The chairman of William Cook Cast Products staged a grand opening of the facility at the firm’s Parkway site, with Lord Sebastian Coe, VIPs, friends and suppliers.

Pouring molten metal at William Cook Cast Products in Sheffield. Picture: Chris Etchells

Pouring molten metal at William Cook Cast Products in Sheffield. Picture: Chris Etchells

It features the largest 3D printer in the world and a host of new machines and robotics which make moulds used to make the most complex cast products.

But Sir Andrew, aged 67, said that although it “cost £6m of family money and three years of toil and anxiety,” it was just the latest in a string of actions to save the business.

“I have changed the focus of the group many, many times over the last 50 years to cope with big market changes.

“Britain used to lead the world in coal mining machinery, trucks and lorries were a big market which has gone to cheaper, lighter materials. “

The great disappointment is trains. We sell to train companies but the British Government doesn’t specify UK content. This is the tide we have to swim against.

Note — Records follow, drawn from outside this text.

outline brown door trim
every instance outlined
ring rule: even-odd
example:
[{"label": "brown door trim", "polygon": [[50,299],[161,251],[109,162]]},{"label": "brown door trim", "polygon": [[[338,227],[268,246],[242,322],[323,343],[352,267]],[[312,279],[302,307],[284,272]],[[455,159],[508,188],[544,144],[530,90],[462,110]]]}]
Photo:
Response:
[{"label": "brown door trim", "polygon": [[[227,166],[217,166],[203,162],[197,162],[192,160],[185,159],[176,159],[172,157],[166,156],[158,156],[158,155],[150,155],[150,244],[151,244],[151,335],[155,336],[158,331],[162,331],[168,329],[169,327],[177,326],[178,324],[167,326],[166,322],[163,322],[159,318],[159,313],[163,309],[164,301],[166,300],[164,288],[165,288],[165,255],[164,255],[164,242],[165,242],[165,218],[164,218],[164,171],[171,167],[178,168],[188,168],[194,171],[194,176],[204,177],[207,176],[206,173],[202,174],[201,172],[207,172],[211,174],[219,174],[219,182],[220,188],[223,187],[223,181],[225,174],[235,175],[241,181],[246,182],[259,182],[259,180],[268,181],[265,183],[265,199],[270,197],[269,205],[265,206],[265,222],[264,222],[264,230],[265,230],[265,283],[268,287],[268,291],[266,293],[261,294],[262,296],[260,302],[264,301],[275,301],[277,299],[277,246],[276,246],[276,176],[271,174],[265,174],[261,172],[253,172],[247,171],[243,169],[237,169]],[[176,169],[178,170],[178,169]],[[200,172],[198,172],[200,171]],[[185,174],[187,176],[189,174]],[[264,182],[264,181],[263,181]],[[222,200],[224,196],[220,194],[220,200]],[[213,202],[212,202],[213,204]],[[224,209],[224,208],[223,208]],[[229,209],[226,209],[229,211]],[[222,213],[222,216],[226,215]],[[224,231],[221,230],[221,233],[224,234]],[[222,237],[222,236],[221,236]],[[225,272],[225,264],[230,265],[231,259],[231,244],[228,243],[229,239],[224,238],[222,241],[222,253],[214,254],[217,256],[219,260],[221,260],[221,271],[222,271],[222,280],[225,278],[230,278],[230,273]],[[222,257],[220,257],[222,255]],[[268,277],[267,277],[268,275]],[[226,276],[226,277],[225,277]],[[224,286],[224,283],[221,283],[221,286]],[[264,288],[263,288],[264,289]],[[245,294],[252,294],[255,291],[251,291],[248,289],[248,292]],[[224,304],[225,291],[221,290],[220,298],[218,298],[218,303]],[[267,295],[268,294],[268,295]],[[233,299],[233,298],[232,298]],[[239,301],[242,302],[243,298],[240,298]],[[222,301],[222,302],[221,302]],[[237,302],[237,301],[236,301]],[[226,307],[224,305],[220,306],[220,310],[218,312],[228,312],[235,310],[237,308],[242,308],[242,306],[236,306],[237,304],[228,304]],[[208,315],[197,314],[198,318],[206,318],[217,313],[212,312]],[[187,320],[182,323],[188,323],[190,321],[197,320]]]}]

“Today is like opening a shop. If we get it right, people will buy from us, if we haven’t there’s nothing more I can do. But there will be growth, there has to be growth to justify the investment, and we have 40 apprentices coming through the system.”

The new Precision Foundry also safeguards 200 existing jobs. It serves the oil and gas, defence, aerospace, transport and energy sectors.

As part of the investment, a plant at Halfway has closed with staff transferred to the Parkway site.

In a speech to workers Sir Andrew - who was knighted by former PM David Cameron last year - said: “I have often been faced with difficult decisions, but my nature is to never give up. I decided to give both businesses a future by bringing them together in this site and modernising them to serve markets now and in the future.”

The Group employs 500 in total across three sites, in Sheffield, Leeds and County Durham. Turnover is £60m, export is 80 per cent of business.

Moulds made with the 3D printer are one tenth of the cost, use a tenth of the material and take a tenth of the time to make compared to traditional machining.

Lord Coe hails string of business successes

Lord Coe hailed Sheffield’s manufacturing expertise following a string of high profile announcements in the run-up to the opening of the new foundry.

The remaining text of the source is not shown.